ML algorithms can automate inquiries, route customers to the optimal agent, as well as direct prospects directly to salespeople. Chatbots are already able to ask the customer service-type questions and lead them through a troubleshooting process.
The use of chatbots can help increase the competence of the agents as they can spend more time on training, investigating issues, and start solving problems they are experts at.
Voice services are telecoms’ natural area of expertise. Some companies are partnering with the leaders in speech and voice services, joining, for example, Alexa ecosystem. Others develop their own solutions or acquire smaller startups. South Korean companies are leading the pack. Recently, SK Telecom has introduced its artificial intelligence-based voice assistant service for the home, which was an answer to the move by its local competitor – KT applied its artificial intelligence assistant to a hotel in South Korea with English language support.
Machine Learning is also useful in reducing churn rates, which can average annually from 10 to as much as 67 percent. Telecoms can train algorithms to predict when a client is likely to turn to other company, and what offer could prevent them from doing it.
Mobile towers are the perfect object for ML predictive maintenance solutions. They are difficult to access and require time-consuming on-site inspections of complicated modules such as power generators or air conditioners.
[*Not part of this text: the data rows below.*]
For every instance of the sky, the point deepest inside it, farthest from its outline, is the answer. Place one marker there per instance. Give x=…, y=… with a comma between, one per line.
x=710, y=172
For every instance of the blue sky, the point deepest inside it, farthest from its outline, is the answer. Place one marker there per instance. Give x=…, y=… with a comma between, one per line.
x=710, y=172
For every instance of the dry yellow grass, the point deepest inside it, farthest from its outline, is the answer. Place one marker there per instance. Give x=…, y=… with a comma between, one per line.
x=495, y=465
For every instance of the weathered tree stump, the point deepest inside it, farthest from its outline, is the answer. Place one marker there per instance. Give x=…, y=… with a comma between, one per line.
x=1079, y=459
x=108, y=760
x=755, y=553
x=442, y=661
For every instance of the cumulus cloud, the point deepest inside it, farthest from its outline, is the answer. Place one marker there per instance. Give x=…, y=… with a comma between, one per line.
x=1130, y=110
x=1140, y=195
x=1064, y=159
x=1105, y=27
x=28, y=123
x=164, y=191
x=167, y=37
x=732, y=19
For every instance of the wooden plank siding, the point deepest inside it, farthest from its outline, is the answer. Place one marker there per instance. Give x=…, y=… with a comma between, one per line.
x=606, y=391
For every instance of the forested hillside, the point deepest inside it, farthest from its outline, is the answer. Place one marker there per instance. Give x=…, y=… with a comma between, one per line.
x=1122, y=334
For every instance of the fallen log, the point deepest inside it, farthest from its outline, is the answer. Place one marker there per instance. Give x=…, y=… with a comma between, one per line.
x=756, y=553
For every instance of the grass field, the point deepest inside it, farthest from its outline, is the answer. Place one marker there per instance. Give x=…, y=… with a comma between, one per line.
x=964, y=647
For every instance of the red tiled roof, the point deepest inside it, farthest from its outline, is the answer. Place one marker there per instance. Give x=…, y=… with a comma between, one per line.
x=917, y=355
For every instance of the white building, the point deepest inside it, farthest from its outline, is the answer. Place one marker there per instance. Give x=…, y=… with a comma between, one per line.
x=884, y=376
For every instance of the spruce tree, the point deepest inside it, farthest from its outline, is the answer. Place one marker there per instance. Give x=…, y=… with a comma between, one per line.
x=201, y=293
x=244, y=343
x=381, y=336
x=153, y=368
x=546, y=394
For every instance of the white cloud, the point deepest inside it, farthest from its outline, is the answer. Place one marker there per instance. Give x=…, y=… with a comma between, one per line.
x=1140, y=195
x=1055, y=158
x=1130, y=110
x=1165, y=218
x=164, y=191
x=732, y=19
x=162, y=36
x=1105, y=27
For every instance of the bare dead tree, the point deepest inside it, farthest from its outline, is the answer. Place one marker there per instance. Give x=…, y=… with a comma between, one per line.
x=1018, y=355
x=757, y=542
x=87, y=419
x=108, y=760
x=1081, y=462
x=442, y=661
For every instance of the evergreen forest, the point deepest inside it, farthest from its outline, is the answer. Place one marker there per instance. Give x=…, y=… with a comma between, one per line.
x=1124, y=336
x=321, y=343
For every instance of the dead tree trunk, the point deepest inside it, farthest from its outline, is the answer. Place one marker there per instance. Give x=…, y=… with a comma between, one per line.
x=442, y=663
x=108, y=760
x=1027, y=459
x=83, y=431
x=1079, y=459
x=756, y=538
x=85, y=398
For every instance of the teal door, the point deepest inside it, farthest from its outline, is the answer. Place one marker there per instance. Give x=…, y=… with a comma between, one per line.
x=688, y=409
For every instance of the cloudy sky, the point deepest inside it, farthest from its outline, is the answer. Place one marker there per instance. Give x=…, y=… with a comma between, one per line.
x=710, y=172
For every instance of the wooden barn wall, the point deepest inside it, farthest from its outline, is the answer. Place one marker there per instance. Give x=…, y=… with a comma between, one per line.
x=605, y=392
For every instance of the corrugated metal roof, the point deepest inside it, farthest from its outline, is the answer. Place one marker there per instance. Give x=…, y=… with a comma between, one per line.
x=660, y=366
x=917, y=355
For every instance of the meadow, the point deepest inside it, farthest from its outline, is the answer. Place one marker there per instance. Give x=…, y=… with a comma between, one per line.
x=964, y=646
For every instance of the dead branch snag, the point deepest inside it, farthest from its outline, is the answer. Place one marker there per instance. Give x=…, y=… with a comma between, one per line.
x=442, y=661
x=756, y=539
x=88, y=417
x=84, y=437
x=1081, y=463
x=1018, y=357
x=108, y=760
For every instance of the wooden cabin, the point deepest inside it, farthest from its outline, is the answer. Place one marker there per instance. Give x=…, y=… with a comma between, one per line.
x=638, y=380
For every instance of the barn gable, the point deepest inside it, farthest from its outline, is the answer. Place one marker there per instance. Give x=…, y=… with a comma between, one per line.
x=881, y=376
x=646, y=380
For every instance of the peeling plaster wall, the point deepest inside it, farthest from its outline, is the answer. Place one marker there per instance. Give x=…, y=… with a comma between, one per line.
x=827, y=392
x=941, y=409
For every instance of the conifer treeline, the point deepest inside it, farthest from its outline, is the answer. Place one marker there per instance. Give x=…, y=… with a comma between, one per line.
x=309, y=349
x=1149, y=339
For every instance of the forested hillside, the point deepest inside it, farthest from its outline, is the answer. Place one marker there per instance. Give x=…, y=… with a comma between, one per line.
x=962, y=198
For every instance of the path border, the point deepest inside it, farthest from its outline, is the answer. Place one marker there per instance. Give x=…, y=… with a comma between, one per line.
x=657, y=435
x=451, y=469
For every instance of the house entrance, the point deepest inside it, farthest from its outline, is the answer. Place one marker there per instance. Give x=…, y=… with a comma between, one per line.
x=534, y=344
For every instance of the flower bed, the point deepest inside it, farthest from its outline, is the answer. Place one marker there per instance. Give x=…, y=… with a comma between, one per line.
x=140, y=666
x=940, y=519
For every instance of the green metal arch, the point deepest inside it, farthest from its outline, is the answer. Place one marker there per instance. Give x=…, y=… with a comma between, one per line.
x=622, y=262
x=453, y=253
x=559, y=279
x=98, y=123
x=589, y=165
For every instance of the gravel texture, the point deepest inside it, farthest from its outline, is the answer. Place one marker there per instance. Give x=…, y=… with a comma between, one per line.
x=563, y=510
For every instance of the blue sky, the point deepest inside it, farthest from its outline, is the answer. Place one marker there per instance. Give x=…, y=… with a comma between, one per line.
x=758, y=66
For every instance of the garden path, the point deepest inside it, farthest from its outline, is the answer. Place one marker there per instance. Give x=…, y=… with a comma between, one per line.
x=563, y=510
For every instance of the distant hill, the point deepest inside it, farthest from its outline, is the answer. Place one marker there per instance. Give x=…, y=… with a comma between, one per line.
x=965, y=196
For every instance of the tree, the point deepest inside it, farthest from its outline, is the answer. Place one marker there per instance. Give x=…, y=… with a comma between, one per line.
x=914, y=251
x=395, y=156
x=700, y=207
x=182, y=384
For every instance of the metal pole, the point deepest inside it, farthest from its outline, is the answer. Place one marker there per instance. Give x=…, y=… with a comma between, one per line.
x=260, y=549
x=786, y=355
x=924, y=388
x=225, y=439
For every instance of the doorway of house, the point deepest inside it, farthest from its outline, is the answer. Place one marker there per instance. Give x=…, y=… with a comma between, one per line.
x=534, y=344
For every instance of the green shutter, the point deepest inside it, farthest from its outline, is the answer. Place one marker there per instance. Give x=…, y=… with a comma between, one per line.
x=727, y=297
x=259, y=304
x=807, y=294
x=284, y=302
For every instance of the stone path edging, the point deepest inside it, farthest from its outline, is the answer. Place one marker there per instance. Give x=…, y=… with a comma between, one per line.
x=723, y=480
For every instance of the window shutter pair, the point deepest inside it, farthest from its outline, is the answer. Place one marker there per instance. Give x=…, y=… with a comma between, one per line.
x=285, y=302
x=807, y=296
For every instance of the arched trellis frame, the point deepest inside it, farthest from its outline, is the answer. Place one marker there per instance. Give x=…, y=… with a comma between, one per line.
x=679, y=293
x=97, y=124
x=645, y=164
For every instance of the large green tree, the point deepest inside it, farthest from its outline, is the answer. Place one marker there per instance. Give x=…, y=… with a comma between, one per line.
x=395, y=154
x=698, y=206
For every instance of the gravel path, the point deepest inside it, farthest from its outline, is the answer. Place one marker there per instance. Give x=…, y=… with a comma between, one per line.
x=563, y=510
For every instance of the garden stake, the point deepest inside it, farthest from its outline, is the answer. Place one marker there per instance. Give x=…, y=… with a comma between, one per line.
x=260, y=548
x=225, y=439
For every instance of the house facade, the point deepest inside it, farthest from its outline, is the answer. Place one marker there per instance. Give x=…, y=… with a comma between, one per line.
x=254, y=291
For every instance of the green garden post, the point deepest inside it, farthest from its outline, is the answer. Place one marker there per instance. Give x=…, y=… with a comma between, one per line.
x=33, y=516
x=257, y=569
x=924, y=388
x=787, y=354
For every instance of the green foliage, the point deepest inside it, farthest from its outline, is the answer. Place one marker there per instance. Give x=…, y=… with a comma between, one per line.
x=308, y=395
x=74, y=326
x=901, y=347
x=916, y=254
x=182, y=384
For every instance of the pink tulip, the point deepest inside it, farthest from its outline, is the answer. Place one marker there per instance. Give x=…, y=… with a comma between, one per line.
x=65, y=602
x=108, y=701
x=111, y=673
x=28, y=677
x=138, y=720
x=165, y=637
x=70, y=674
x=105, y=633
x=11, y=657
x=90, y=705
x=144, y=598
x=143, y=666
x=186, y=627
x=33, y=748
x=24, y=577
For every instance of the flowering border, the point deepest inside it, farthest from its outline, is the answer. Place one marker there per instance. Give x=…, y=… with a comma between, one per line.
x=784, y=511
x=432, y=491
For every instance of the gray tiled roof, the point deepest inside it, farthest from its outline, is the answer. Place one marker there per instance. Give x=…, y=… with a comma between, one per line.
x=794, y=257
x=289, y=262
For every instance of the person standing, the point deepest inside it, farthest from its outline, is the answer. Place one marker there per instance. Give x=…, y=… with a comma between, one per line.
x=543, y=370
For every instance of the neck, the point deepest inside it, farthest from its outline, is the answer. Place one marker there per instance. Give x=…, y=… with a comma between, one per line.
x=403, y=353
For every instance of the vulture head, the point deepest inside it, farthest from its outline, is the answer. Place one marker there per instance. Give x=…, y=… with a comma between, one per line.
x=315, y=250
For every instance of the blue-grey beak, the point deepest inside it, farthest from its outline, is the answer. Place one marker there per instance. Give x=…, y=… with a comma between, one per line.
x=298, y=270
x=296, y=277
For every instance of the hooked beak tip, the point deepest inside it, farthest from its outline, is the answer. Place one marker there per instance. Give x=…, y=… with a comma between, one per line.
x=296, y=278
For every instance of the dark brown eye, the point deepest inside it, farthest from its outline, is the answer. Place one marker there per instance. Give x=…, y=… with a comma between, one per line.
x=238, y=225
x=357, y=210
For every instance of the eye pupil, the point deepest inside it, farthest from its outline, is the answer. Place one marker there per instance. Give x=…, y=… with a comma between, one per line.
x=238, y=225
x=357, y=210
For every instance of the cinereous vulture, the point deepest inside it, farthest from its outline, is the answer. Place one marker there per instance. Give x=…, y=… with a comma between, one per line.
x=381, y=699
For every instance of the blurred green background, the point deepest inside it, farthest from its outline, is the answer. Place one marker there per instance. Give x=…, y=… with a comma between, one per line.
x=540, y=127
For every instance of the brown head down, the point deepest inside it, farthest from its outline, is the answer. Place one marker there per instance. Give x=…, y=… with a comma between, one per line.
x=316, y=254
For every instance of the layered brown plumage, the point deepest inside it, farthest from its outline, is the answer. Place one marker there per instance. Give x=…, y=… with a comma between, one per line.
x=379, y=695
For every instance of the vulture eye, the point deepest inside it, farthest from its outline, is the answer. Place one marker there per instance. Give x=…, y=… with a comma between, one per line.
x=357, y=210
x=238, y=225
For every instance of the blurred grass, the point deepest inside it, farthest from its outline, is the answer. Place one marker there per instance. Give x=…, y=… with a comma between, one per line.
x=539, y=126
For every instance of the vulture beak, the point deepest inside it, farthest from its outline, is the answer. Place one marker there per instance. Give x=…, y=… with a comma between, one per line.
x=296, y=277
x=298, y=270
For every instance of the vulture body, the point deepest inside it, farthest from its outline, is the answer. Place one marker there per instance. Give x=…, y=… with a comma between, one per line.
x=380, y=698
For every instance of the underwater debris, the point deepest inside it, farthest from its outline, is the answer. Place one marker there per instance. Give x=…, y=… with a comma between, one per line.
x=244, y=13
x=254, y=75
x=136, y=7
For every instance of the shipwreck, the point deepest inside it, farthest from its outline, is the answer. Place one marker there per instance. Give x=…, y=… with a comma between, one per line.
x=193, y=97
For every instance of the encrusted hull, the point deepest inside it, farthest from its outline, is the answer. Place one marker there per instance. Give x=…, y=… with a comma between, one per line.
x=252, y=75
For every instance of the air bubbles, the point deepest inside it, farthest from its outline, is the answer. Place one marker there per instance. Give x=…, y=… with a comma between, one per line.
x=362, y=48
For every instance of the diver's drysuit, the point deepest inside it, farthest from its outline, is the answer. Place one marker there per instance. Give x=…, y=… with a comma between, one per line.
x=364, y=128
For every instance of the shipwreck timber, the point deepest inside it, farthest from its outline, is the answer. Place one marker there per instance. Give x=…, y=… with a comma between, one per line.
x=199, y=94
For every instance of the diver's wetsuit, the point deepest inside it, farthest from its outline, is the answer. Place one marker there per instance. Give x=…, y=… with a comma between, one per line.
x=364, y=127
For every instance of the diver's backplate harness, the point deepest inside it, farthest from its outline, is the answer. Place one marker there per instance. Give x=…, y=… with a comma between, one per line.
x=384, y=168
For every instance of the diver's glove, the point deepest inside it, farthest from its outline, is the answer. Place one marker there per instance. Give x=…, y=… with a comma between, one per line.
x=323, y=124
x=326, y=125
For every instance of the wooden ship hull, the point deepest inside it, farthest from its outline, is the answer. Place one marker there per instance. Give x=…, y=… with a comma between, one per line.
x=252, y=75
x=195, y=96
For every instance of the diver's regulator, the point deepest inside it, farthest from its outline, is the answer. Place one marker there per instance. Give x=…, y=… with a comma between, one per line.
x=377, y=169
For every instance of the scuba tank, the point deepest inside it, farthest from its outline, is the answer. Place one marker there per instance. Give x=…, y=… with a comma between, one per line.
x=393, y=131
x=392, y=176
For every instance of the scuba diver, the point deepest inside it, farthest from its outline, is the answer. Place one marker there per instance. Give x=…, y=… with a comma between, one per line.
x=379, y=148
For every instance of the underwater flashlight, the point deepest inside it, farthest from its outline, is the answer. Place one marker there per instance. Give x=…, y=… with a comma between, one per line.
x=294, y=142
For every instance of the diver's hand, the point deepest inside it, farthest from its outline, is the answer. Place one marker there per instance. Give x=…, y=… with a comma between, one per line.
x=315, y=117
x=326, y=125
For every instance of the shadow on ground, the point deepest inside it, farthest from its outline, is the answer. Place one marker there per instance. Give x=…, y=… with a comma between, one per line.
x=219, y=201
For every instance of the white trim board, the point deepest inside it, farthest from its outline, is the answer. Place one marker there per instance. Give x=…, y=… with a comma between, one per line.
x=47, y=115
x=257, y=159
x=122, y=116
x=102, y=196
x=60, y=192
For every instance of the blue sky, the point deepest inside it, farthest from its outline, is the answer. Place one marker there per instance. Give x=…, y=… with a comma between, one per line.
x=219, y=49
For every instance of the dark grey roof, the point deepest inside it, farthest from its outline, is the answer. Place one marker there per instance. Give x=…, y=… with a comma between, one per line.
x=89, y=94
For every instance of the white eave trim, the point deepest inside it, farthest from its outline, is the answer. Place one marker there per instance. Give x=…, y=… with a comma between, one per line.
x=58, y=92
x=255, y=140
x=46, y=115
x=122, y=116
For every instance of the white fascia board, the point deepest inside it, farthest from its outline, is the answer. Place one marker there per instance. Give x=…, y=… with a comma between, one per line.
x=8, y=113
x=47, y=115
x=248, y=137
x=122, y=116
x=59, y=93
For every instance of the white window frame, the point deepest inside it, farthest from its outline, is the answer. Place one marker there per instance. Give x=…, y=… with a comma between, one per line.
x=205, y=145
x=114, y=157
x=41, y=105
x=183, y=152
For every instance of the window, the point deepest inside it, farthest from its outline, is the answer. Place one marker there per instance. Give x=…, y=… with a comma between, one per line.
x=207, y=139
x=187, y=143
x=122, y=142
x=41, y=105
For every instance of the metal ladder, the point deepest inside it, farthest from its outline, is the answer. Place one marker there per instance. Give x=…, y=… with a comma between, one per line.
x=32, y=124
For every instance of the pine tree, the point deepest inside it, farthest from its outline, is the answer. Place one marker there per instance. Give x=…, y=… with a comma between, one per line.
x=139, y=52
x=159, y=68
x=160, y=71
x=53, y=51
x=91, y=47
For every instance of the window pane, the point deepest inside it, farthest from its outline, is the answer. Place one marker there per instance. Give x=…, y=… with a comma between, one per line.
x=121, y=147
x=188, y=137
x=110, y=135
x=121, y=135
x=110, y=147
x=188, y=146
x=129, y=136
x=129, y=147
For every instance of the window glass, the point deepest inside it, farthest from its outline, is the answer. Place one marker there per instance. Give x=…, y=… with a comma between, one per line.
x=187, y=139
Moreover, towers are vulnerable to intrusions, as they contain a lot of valuable equipment.
There are various possible applications of ML in the maintenance of mobile towers, such as empowered surveillance, where video and image analysis can help detect anomalies. The telecommunications infrastructure is already equipped with various sensors. The data those sensors collect can be used for training ML models, which will predict possible failures – this would reduce downtime and repair costs, and also improve the coverage.
Nokia uses ML algorithms are to adjust the best configuration for 5G antennas and indoor positioning of objects or configuring uplink and downlink channels. An active network configuration information can be cross-checked with asset management systems to maximize network utilization and improve coverage.
European telecoms are engaging in 5G projects with Chinese telecommunications equipment giant Huawei, while the US, Australia and, recently, India are ready to sacrifice the pace of transformation for the independence from Chinese technology.
Huawei is becoming the leader of 5G solutions, which also include machine learning: smart buildings that use analytics data collected from video recordings, autonomous cars and smart cities, where engineers use big data to train ML models to control traffic better.
As providers of the gigantic infrastructure for the new world of interconnected things, telecoms will get their hands on vast datasets. What's more, they will tap into the very source of information – they will be in control of the world's nervous system.
These are the reasons why many telecommunication companies are considering following the tech giants – like Google, Microsoft, Amazon or Facebook – and launching their own AI platforms. Vodafone, NTT, Telefonica, Orange, SK Telecom, Telenor, and AT&T are among the ones that have already declared it.
The Norwegian company Telenor has become a local leader of AI solutions. The company gave the funding and anonymized data to establish an AI research center in Trondheim and is a part of a Norwegian "powerhouse for AI" that uses ML to increase the security of gas and oil industry. In Spain, Telefónica launched its Aura platform, which uses AI assistants to interact with customers.
With the development of AI and ML, data is power. While big tech companies are leading the AI race, it seems that the telecommunications industry is feeling quite comfortable as a runner-up, and is ready to make the leap using the 5G transformation as a trampoline.